Rusya’da herhangi birine çift sayıda çiçek vermek hoş karşılanmaz. Eğer doğum günü, romantik bir jest veya teşekkür anlamında bir Rus’a çiçek verecekseniz bunları önceden mutlaka sayın. Çift sayıda çiçek, yas nişanesi olarak, cenaze törenine getirilir. Bu geleneğin kökeni Hıristiyanlık öncesine dayanır. Çift sayılar pek çok eski kültür tarafından bitmiş, sona ermiş, ömrünü tamamlamış olarak ilişkilendiriliyordu. Bu yüzden çift sayı, ölümün de sembolü. Tek sayılar ise tam tersine hareketi, hayatı, gelişmeyi temsil eder. Bu sebeple, hayatta olana ancak tek sayılı çiçek hediye edilmeli. Fakat buketin içinde on iki ve daha fazla çiçek varsa bunların tek mi çift mi oldukları önemsenmez.

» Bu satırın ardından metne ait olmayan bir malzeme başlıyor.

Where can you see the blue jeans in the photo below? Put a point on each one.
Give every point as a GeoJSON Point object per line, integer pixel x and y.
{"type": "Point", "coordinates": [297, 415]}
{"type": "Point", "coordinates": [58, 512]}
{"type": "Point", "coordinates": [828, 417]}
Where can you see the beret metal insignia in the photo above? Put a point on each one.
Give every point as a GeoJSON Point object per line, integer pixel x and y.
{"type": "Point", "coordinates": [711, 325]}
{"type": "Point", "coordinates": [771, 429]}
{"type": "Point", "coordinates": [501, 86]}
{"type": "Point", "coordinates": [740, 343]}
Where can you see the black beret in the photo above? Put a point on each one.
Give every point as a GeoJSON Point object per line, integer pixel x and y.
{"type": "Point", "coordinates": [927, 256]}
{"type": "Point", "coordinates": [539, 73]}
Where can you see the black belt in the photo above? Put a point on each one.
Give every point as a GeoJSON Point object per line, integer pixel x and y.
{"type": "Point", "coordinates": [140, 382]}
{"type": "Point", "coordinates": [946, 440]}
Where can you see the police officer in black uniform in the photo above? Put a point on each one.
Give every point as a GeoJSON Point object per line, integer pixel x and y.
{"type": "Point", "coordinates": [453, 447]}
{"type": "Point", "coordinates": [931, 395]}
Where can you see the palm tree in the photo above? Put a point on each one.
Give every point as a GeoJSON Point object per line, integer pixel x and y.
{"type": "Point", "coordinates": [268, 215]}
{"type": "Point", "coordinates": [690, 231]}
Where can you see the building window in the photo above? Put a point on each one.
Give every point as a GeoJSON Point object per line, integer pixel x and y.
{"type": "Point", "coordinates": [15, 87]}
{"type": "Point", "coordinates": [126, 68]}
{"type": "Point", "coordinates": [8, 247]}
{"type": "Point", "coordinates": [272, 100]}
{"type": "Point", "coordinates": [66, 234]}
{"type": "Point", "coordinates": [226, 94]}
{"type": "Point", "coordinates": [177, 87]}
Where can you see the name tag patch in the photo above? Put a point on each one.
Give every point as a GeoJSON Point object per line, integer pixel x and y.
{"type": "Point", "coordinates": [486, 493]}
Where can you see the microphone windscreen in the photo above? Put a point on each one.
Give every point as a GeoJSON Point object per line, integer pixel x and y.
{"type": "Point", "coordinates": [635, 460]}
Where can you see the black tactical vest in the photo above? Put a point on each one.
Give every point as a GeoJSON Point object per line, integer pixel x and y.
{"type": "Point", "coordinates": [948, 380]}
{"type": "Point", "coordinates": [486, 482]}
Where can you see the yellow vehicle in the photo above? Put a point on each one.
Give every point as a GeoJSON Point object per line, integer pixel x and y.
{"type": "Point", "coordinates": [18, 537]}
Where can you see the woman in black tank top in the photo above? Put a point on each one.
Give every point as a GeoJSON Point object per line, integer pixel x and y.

RUSYA’NIN PAZARLAMA ÇERÇEVESİ


GENEL BİLGİ:  Rusya 17,075,400 km²'lik yüzölçümü ile dünyanın en geniş ülkesidir ve dünya yaşam alanının sekizde birini kapsar. Rusya aynı zamanda 2014 yılı itibarı ile 144 milyon nüfusu ile dünyanın en kalabalık dokuzuncu ülkesidir. Kuzey Asya'nın tamamına ve Doğu Avrupa'nın büyük bir kısmına uzanan Rusya, dokuz zaman dilimine yayılır ve üzerinde çok çeşitli çevre ve yer şekilleri bulunur.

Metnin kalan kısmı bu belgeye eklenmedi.